Но уже переступая порог дома, он обернулся к провожавшей его Марфе и, загадочно улыбнувшись, произнес:

– Хариклея! – и поклонившись, вышел.

Марфа удивленно поглядела ему вслед. Хариклея? Какая еще Хариклея?.. Ах, да, это героиня повести Илиодора... Марфа читала ее когда-то, много лет назад; они с Василием потом обсуждали ее – повесть чем-то напоминала рассказы о христианских мученицах: целомудрие, твердость и мужество... Но что хотел сказать врач? Надо будет перечитать, что ли, эту повесть... Впрочем, ведь эту книгу муж у кого-то одалживал... У кого? Марфа уже не помнила. А вот, пожалуй, у Льва нет ли ее? Он говорил, что у него много книг...
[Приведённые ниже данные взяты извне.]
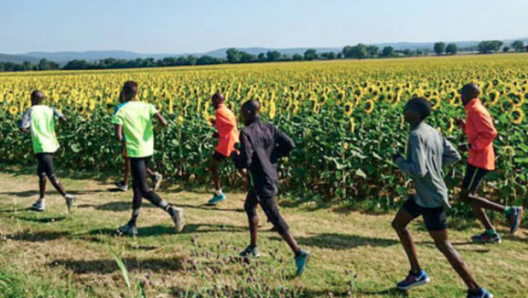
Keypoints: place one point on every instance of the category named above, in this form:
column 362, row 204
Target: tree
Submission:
column 310, row 55
column 373, row 51
column 518, row 46
column 489, row 46
column 451, row 49
column 273, row 56
column 44, row 65
column 439, row 48
column 387, row 51
column 297, row 57
column 233, row 55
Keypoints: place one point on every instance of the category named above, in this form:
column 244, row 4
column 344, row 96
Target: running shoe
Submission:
column 156, row 181
column 414, row 280
column 515, row 218
column 217, row 199
column 301, row 261
column 128, row 229
column 486, row 238
column 39, row 205
column 70, row 202
column 177, row 218
column 250, row 252
column 122, row 186
column 482, row 293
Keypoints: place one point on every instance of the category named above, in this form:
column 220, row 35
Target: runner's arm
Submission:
column 415, row 167
column 450, row 155
column 25, row 123
column 486, row 132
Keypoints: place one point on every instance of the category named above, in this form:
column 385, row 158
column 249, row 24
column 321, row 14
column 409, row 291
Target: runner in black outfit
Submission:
column 261, row 145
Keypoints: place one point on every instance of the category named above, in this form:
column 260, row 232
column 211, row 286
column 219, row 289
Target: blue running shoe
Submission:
column 482, row 293
column 217, row 199
column 414, row 280
column 301, row 261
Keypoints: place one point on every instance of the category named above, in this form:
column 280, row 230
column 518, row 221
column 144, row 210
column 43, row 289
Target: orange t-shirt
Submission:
column 228, row 135
column 481, row 132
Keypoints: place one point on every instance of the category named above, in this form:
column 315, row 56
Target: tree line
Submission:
column 233, row 56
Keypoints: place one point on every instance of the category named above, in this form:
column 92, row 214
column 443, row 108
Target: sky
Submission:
column 197, row 26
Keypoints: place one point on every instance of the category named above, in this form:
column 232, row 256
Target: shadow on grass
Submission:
column 343, row 241
column 210, row 208
column 167, row 230
column 110, row 266
column 43, row 236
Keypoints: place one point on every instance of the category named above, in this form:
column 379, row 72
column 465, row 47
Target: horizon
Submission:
column 164, row 27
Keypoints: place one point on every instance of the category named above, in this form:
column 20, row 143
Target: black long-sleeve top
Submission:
column 261, row 145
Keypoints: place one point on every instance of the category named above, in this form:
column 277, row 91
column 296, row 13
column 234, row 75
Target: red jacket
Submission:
column 226, row 125
column 480, row 132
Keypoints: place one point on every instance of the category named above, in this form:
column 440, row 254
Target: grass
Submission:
column 56, row 254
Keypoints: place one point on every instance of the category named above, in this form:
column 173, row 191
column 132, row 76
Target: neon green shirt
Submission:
column 41, row 120
column 136, row 119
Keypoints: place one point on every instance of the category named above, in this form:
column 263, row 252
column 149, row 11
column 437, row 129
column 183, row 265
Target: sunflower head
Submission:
column 518, row 116
column 369, row 106
column 13, row 110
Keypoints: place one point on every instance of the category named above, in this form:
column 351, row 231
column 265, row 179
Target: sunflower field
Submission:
column 345, row 117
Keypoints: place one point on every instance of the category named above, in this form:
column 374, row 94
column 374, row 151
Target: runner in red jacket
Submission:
column 481, row 133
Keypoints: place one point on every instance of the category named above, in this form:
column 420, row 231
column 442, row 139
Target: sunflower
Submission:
column 352, row 125
column 508, row 151
column 369, row 106
column 179, row 120
column 451, row 126
column 494, row 98
column 518, row 116
column 13, row 110
column 349, row 108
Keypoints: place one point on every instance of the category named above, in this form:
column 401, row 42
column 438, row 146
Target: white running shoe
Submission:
column 179, row 223
column 70, row 202
column 39, row 205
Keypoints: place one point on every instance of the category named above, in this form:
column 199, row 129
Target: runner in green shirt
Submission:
column 134, row 120
column 40, row 120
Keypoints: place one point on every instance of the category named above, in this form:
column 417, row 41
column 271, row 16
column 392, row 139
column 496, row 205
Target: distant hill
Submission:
column 17, row 58
column 64, row 57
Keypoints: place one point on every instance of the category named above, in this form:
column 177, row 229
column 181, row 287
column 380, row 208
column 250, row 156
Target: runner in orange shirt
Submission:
column 228, row 136
column 481, row 133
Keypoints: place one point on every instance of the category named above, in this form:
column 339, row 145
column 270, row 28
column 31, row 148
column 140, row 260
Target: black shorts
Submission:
column 45, row 165
column 435, row 218
column 270, row 208
column 219, row 156
column 473, row 178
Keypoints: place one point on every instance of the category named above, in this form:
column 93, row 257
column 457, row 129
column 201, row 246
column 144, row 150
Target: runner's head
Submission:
column 129, row 91
column 469, row 92
column 217, row 99
column 416, row 110
column 249, row 111
column 37, row 97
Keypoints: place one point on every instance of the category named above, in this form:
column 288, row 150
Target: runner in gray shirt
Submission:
column 427, row 152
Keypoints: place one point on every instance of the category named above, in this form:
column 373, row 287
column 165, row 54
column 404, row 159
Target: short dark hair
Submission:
column 470, row 91
column 422, row 105
column 218, row 96
column 37, row 96
column 130, row 88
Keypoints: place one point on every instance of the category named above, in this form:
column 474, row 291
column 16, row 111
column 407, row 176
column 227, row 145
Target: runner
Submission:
column 156, row 177
column 135, row 121
column 261, row 146
column 40, row 120
column 427, row 152
column 481, row 132
column 227, row 134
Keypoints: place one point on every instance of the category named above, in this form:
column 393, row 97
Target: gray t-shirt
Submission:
column 427, row 152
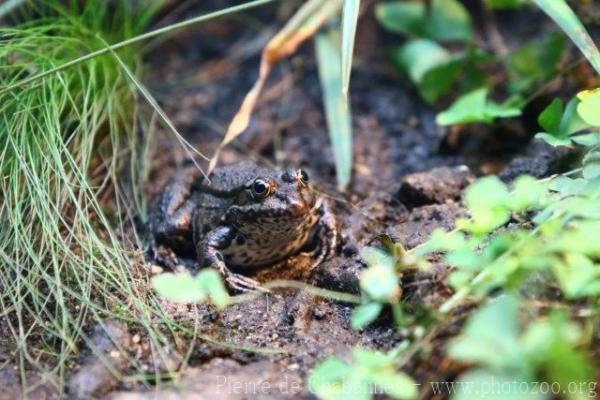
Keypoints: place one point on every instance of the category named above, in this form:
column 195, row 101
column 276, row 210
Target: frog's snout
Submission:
column 298, row 207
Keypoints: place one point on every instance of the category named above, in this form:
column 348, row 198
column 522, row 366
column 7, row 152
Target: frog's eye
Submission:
column 261, row 188
column 303, row 176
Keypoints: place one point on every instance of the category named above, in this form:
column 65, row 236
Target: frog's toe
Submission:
column 242, row 283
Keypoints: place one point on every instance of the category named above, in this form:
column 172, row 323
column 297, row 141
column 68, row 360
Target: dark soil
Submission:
column 407, row 180
column 200, row 77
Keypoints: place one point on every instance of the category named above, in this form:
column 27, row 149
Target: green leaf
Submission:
column 182, row 287
column 380, row 283
column 551, row 343
column 564, row 17
column 505, row 4
column 328, row 378
column 591, row 165
column 589, row 107
column 551, row 117
column 406, row 17
column 468, row 108
column 449, row 21
column 535, row 62
column 364, row 314
column 439, row 80
column 474, row 107
column 487, row 199
column 212, row 284
column 395, row 384
column 337, row 109
column 570, row 123
column 577, row 276
column 490, row 336
column 491, row 385
column 419, row 56
column 374, row 256
column 526, row 193
column 587, row 139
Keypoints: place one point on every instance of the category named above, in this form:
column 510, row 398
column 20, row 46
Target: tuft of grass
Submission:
column 69, row 152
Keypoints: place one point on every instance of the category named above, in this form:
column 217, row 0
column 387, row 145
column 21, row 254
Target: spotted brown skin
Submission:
column 246, row 217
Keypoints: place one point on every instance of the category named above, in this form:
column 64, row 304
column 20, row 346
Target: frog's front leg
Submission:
column 171, row 216
column 209, row 254
column 327, row 232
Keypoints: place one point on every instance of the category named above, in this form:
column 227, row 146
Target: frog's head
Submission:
column 274, row 197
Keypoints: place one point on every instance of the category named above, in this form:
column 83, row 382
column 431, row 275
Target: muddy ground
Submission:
column 407, row 180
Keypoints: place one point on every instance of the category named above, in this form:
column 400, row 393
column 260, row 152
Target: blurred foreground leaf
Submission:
column 564, row 17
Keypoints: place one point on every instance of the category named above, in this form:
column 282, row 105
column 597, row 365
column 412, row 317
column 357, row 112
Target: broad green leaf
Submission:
column 465, row 258
column 449, row 21
column 407, row 17
column 468, row 108
column 570, row 123
column 535, row 62
column 551, row 343
column 397, row 385
column 329, row 378
column 181, row 287
column 564, row 17
column 474, row 107
column 577, row 276
column 553, row 140
column 589, row 107
column 374, row 256
column 364, row 314
column 587, row 139
column 349, row 22
column 379, row 281
column 337, row 109
column 491, row 385
column 526, row 193
column 487, row 200
column 439, row 80
column 591, row 165
column 419, row 56
column 551, row 117
column 212, row 284
column 505, row 4
column 490, row 336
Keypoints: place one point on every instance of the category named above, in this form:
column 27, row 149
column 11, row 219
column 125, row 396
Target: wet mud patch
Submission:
column 408, row 175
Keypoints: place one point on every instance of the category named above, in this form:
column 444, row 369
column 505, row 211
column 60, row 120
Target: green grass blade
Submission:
column 564, row 17
column 349, row 22
column 137, row 39
column 337, row 109
column 9, row 6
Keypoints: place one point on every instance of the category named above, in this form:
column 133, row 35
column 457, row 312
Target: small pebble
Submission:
column 155, row 269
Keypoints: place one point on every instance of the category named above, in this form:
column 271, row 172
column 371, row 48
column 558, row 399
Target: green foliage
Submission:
column 184, row 288
column 502, row 351
column 561, row 123
column 475, row 107
column 505, row 4
column 430, row 66
column 564, row 17
column 535, row 62
column 447, row 20
column 64, row 140
column 369, row 373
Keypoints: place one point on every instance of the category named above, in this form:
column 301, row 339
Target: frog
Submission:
column 244, row 216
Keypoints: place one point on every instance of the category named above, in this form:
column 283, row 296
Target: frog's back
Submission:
column 233, row 176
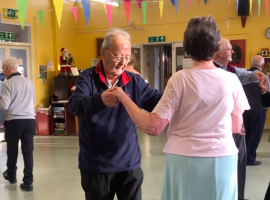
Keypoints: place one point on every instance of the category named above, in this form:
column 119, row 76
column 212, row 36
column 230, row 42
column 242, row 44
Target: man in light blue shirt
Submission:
column 221, row 59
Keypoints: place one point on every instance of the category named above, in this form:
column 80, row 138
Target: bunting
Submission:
column 175, row 5
column 161, row 8
column 259, row 8
column 22, row 5
column 40, row 16
column 109, row 13
column 266, row 3
column 127, row 9
column 139, row 3
column 250, row 6
column 86, row 10
column 144, row 7
column 74, row 11
column 118, row 4
column 104, row 5
column 20, row 19
column 58, row 5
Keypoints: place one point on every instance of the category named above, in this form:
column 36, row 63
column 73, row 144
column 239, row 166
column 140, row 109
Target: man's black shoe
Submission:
column 6, row 176
column 27, row 187
column 254, row 163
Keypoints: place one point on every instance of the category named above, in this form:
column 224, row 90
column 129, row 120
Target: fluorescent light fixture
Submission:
column 109, row 2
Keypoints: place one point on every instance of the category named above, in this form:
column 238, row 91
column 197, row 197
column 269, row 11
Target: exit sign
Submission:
column 10, row 13
column 156, row 39
column 7, row 36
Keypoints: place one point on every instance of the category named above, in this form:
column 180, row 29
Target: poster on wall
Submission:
column 50, row 65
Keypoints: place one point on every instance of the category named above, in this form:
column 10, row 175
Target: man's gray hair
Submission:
column 114, row 32
column 11, row 62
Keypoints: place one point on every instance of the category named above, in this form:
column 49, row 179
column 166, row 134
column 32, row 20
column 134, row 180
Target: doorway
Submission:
column 159, row 61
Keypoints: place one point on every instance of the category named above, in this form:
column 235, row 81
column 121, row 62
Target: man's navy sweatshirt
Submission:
column 107, row 136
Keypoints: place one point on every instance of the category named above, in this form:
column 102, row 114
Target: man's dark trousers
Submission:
column 103, row 186
column 254, row 123
column 242, row 161
column 24, row 130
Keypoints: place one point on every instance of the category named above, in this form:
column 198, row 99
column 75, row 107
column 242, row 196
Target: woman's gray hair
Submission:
column 114, row 32
column 11, row 62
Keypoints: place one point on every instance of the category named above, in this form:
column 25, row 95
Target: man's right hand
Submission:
column 108, row 98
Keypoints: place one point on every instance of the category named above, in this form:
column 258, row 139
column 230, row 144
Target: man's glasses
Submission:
column 120, row 58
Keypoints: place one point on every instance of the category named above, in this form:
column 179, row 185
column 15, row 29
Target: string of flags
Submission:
column 58, row 5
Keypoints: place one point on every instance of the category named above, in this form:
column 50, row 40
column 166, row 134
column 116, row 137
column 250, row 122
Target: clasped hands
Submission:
column 112, row 96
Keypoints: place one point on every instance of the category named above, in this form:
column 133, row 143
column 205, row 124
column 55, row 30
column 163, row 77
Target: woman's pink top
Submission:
column 198, row 104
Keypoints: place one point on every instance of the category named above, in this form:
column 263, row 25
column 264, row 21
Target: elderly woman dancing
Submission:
column 203, row 105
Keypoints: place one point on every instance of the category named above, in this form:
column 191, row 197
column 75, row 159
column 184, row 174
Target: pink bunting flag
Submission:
column 139, row 3
column 127, row 9
column 109, row 13
column 74, row 11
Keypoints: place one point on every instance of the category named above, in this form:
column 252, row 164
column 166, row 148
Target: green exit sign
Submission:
column 156, row 39
column 10, row 13
column 7, row 36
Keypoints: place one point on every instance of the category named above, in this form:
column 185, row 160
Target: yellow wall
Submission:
column 173, row 26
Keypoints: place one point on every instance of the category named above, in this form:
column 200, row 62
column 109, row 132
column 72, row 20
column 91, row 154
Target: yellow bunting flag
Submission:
column 22, row 25
column 105, row 8
column 22, row 5
column 161, row 3
column 58, row 6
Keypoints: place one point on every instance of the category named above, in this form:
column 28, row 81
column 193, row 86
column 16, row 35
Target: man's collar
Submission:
column 14, row 74
column 124, row 78
column 219, row 65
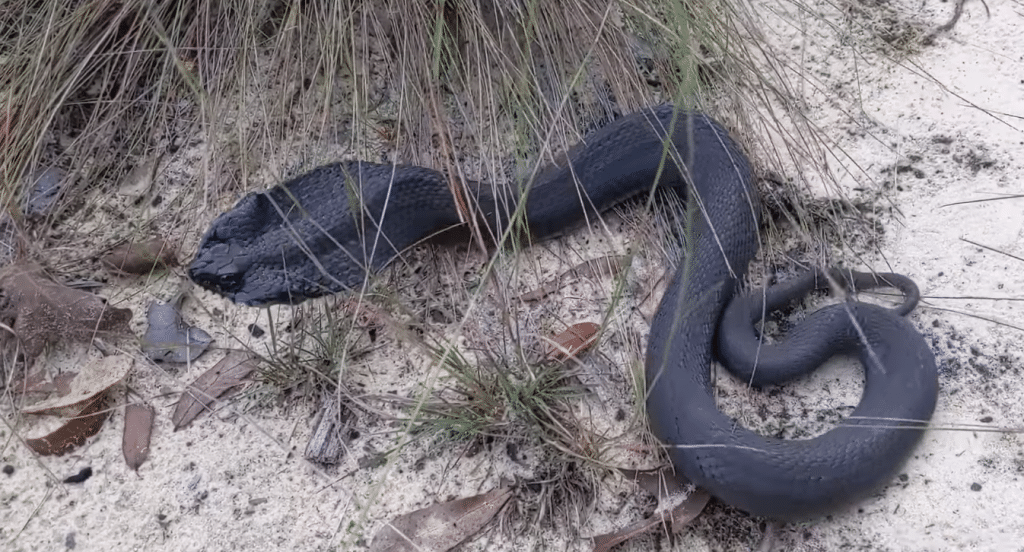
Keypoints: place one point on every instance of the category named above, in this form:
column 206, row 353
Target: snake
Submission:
column 331, row 228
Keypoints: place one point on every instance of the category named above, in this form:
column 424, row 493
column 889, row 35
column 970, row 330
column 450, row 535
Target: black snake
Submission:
column 326, row 230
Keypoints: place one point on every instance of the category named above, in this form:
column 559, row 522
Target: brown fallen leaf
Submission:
column 573, row 341
column 73, row 433
column 36, row 383
column 441, row 526
column 48, row 312
column 677, row 507
column 213, row 383
column 139, row 257
column 93, row 380
column 138, row 428
column 602, row 266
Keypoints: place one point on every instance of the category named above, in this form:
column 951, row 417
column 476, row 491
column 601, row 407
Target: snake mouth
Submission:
column 221, row 269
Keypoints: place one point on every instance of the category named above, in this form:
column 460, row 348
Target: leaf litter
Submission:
column 440, row 526
column 229, row 373
column 46, row 311
column 84, row 402
column 138, row 429
column 677, row 506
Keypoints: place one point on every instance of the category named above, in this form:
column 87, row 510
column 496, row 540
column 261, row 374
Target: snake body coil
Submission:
column 326, row 230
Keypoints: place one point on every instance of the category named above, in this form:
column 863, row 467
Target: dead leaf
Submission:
column 37, row 383
column 138, row 428
column 330, row 437
column 441, row 526
column 73, row 433
column 168, row 338
column 228, row 373
column 140, row 257
column 93, row 380
column 676, row 507
column 574, row 340
column 48, row 312
column 609, row 265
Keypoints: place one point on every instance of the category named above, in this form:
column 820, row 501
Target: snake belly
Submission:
column 329, row 229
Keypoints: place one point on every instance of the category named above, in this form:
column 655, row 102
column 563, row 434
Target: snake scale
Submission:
column 326, row 230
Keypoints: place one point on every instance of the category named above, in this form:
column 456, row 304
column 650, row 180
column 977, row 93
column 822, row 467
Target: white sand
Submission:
column 950, row 113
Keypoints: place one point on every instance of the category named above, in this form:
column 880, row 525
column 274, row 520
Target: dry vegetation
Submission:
column 219, row 98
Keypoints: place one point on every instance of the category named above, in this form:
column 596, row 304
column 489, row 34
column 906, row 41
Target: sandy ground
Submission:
column 933, row 141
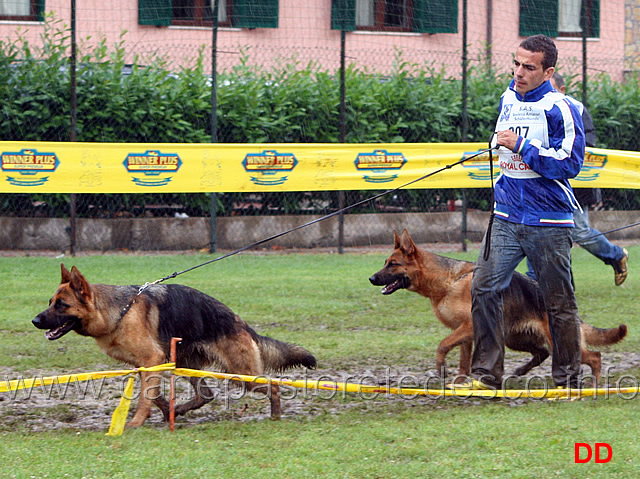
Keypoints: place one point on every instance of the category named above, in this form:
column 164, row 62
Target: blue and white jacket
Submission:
column 533, row 187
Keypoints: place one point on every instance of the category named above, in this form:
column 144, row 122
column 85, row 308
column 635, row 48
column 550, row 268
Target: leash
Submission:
column 608, row 232
column 317, row 220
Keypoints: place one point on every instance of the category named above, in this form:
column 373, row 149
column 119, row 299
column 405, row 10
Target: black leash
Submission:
column 608, row 232
column 317, row 220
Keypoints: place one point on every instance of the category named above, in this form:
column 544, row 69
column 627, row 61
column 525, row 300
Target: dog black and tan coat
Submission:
column 447, row 283
column 139, row 333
Когда учитель пришел давать Кассии очередной урок, перед его уходом Марфа вышла к нему и спросила, нет ли у него повести про Хариклею. Лев ответил утвердительно и обещал принести в следующий раз. И вот, наконец, в среду утром Марфа устроилась с книгой в саду в плетеном кресле. Повесть весьма увлекла ее; она обнаружила, что почти всё забыла, и читала словно впервые.

«Отвергает она брак и упорно желает оставаться всю жизнь девственницей, – читала Марфа сетования названного отца Хариклеи. – Моя жизнь невыносима: я надеялся выдать ее замуж за сына своей сестры, юношу очень учтивого, приятного нрава и умного, но это не удалось из-за такого ее сурового решения...»

«Забавно! – подумала Марфа. – Наверное, брат мог бы примерно так же рассуждать о поведении Кассии... “Ту опытность в разнообразных суждениях, которой я ее научил, чтобы подготовить к выбору наилучшей жизни, она применяет для восхваления девственности, сближая ее с блаженством бессмертных, называя ее незапятнанной, ненарушенной, непорочной и понося эротов, Афродиту и весь брачный сонм...” А это как похоже!»

«Как описать состояние, в котором мы, придя, застали Хариклею? – читала она немного дальше. – Она всецело была под властью своей любви, цвет сбежал с ее щек, и блеск очей был словно водой потушен слезами. Лишь увидев нас, она приняла спокойный вид и через силу старалась придать обычное выражение взгляду и голосу. Харикл обнял ее, осыпал тысячью поцелуев и нежными ласками. “Дочка, дитя мое, – говорил он, – неужели ты скроешь свой недуг от меня, отца твоего? Тебя сглазили, ты молчалива, словно виновата в чем-то, между тем как виновен здесь дурной глаз”...»

– И это тоже похоже, – пробормотала Марфа. – Но «дурной глаз» тут, конечно, не при чем...

«Меня не сглазили, я, по-видимому, больна какой-то иной болезнью...»

Марфа остановилась. Так! Неужели... врач имел в виду именно этот... недуг? Хотя... почему бы и нет? Кассия сейчас как раз в таком возрасте... Но в кого она могла влюбиться? И где? И когда?.. Увидела кого-то там, во дворце?..

Но точно ли так? И ведь она молчит, не говорит! А сама... да, сохнет... Надо всё-таки это выяснить!..

В тот же вечер за ужином Марфа, внимательно наблюдавшая за дочерью, едва притрагивавшейся к еде, наконец, спросила:

– Ты что такая скучная? Что с тобой? Может, – она улыбнулась, – тебе что-нибудь купить?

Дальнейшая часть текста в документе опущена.